Zane felt Kaelion tense beside him. The creature was being used for something—but the Orcs clearly had no control over it, no understanding of what they'd been given. They were as much prisoners as jailers.
The beast suddenly lunged forward, its jaws snapping toward the closest Orc. The warrior barely jerked back in time, cursing as teeth the size of daggers clicked together inches from his throat.
"Control it!" the lead Orc snarled. "The chains—"
But the creature had tasted freedom in that moment of near-contact. With a roar that shook the very air, it bit down on the chain closest to its muzzle. The links, forged of the strongest iron, snapped like twigs.
One of the Orcs screamed as the broken chain whipped back, taking his hand clean off at the wrist. Blood spurted in crimson arcs as he stumbled backward, clutching the spurting stump.

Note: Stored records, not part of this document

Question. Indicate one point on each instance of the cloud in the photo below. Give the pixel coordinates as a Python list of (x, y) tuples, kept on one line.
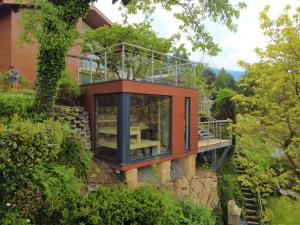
[(235, 46)]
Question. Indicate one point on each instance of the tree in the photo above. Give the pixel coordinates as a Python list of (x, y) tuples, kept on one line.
[(209, 75), (225, 80), (53, 25), (137, 62), (224, 107), (192, 15), (275, 85)]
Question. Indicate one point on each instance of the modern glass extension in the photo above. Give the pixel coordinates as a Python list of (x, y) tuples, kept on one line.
[(132, 127)]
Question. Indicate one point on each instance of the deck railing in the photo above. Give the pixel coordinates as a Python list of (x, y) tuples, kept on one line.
[(130, 62), (216, 130)]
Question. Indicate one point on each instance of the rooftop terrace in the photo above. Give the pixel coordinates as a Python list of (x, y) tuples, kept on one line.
[(131, 62)]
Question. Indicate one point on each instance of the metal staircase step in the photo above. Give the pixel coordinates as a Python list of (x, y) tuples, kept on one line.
[(251, 212), (248, 195), (249, 200), (248, 190), (253, 223), (253, 218), (250, 206)]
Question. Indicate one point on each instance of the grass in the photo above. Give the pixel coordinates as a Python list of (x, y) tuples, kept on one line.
[(285, 211)]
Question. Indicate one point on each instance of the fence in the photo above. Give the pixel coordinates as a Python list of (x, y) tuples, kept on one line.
[(130, 62)]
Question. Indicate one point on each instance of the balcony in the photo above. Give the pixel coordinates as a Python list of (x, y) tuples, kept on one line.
[(129, 62)]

The other Orcs panicked, screaming in their native tongue as they jabbed at the beast with spears and swords. But their weapons only seemed to enrage it further, and their terror made their strikes wild and ineffective. More chains snapped under the creature's fury.

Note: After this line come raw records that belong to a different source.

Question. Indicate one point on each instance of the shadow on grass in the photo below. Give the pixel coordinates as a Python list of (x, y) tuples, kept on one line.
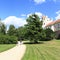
[(33, 43)]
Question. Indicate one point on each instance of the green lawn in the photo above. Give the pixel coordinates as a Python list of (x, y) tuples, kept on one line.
[(46, 51), (4, 47)]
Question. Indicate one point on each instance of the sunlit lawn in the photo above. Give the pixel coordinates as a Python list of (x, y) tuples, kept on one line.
[(49, 50), (4, 47)]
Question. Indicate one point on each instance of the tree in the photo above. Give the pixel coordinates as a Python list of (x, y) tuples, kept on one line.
[(21, 33), (49, 34), (2, 28), (34, 28), (12, 30)]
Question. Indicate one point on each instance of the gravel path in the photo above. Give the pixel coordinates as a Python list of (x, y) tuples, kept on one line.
[(15, 53)]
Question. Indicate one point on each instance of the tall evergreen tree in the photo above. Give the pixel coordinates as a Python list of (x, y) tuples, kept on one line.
[(34, 28)]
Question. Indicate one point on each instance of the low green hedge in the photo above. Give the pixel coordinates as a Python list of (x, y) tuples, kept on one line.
[(5, 39)]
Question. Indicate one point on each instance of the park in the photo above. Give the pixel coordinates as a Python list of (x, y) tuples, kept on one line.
[(38, 43)]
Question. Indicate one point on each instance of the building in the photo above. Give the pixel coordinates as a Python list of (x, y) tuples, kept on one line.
[(54, 25)]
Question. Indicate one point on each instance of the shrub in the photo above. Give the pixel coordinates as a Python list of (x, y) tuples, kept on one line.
[(5, 39)]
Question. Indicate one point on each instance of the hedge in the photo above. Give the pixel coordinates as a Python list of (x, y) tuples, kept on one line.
[(6, 39)]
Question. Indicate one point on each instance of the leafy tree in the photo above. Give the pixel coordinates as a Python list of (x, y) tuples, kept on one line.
[(21, 33), (49, 34), (34, 28), (12, 30), (2, 28)]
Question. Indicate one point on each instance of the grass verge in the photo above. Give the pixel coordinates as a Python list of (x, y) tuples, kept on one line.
[(4, 47), (49, 50)]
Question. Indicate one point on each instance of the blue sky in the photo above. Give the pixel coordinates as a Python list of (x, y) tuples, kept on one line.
[(19, 9)]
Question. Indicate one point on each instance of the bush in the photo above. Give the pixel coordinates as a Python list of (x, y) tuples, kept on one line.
[(5, 39)]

"The masters didn't tell us it could do this!" one Orc wailed.
"Run!" another bellowed. "Leave it! Save yourselves!"
The creature was free.
What followed was not a battle—it was a massacre. The beast moved with impossible speed for something its size, covering the distance to the nearest Orc in a single bound. Its jaws closed around the warrior's torso, and there was a wet tearing sound as it quite literally ripped him in half.
The second Orc tried to flee, but the creature was on him before he'd taken three steps. A massive paw, tipped with claws like rusted swords, swiped across his back, opening him from shoulder to hip. He fell screaming, his spine visible through the gaping wound.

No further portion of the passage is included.